The Mystery Behind The Legendary Viking Ulfberht Swords

During the early Middle Ages, a considerable number of swords marked with the inscription ‘VLFBERHT’ (as well as variants of it) were used in many places throughout Europe. Quite many myths and legends surround their making, some being produced with such durable metal that they proved resistant even to these days.

These artefacts had been wrought from the 9th century to the mid-late 11th century, coinciding as such with the end of the tumultuous Viking Age. What some people might not know about them, however, is that they were initially designed in the Frankish Empire.

Replica of an 8th century Frankish sword from Weismain, Upper Frankonia, Germany (Archäologiemuseum Oberfranken, Forchheim). Image source: www.commons.wikimedia.org

Later on, many of them were either exported, traded or exchanged to other kingdoms in early medieval Europe. What reinforces this theory is that the very word ‘VLFBERHT’ (Ulfberht) is actually a Frankish personal name which became a marketing term for many blacksmiths of the time. Who exactly created them though remains rather debatable.

Replicas of an early medieval helm and a sword featuring a Viking Age-like pommel. Image source: www.pixabay.com

So it is that the Norse origin for these blades is nothing more but a mere misconception. Nonetheless, many of them were used on the battlefield by the Norsemen both in native Scandinavia and overseas. Those ones had a specific pommel which resembled a crown (similar to the design of a sword’s pommel from the large bronze monument at Stavanger, south-western Norway).

As previously mentioned, their initial place of origin can be traced to the former Frankish Empire, specifically to Rhineland (or Austrasia as it was formerly known).

Depiction of an armed man with a similar Ulfberht sword (from Stuttgart Psalter fol. 7v, dated circa 830). Image source: www.commons.wikimedia.org

Nowadays, an estimated number of 170 swords of this sort were unearthed through extensive archaeological research on the European continent. The largest density of such historical relics can be mapped to present day Norway, Sweden, and Finland (in this order). Aside from Fennoscandia, some were found in modern Baltic states as well as in northern Poland and Germany. Other swords were rarely discovered elsewhere than in Northern and Western Europe.

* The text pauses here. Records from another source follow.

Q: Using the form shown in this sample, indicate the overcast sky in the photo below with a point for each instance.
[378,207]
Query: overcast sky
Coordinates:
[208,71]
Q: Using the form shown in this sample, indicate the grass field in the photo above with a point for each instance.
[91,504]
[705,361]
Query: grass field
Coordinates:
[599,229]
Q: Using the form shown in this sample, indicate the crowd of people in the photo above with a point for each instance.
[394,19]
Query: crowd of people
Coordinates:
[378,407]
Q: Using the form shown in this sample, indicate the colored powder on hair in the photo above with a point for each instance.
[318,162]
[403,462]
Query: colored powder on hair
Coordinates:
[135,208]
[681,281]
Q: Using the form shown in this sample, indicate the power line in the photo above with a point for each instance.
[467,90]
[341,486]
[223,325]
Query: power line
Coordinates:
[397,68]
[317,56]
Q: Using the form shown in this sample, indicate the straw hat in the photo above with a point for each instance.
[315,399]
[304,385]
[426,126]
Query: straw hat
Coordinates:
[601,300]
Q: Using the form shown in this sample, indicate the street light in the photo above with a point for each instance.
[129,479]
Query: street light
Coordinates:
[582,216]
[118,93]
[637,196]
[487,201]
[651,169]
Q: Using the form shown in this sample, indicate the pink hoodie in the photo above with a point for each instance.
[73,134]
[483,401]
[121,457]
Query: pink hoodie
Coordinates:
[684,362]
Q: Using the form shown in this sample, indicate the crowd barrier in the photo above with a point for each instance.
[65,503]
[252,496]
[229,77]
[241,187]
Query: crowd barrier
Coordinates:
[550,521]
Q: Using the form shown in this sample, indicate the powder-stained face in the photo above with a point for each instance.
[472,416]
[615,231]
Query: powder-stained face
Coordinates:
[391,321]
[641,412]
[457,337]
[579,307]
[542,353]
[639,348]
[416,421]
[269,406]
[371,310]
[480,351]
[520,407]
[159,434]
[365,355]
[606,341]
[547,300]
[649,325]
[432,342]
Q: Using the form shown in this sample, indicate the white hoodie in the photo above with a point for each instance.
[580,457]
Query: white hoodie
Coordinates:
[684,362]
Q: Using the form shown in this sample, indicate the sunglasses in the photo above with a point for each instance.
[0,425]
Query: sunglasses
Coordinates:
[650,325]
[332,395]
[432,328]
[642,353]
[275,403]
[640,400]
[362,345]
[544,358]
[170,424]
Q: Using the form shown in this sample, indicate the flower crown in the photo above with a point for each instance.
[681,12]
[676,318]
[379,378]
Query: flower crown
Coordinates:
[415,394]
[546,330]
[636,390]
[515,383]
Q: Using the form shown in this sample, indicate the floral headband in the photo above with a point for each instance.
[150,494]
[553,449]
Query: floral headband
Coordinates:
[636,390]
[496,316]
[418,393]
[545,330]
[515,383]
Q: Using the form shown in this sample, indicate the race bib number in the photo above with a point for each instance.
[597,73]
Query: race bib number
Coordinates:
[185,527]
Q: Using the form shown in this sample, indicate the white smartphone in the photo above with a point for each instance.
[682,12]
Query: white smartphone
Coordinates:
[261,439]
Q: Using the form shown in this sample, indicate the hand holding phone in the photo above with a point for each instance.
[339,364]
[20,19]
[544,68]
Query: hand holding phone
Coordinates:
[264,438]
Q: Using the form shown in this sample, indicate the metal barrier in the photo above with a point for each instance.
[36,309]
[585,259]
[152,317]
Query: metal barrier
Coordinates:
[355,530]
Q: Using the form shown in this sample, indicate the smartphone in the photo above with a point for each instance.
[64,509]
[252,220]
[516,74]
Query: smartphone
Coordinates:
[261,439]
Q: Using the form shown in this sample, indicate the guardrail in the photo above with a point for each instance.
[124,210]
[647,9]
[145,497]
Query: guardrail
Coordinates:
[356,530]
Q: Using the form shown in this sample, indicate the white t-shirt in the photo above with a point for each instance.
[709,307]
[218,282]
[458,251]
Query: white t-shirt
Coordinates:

Technically, these swords were authentic masterpieces. They were durable, light, and extremely efficient against several types of armours. They had an average weight of 1.2 kg, an average length of 91 cm, and a common width of 5 cm. A particularly interesting sword of this kind is the one found in river Weser, Lower Saxony, Germany. According to several scholars, this discovery can potentially shed more light on the exact origin of these swords.

It is not excluded that they were originally made at monasteries located not far away from Weser, perhaps even at Fulda. The artefact puzzled many experts because of the fact that its blade was made of iron of a very close quality to that of steel (which is reminiscent of modern steelmaking practices of the 17th century).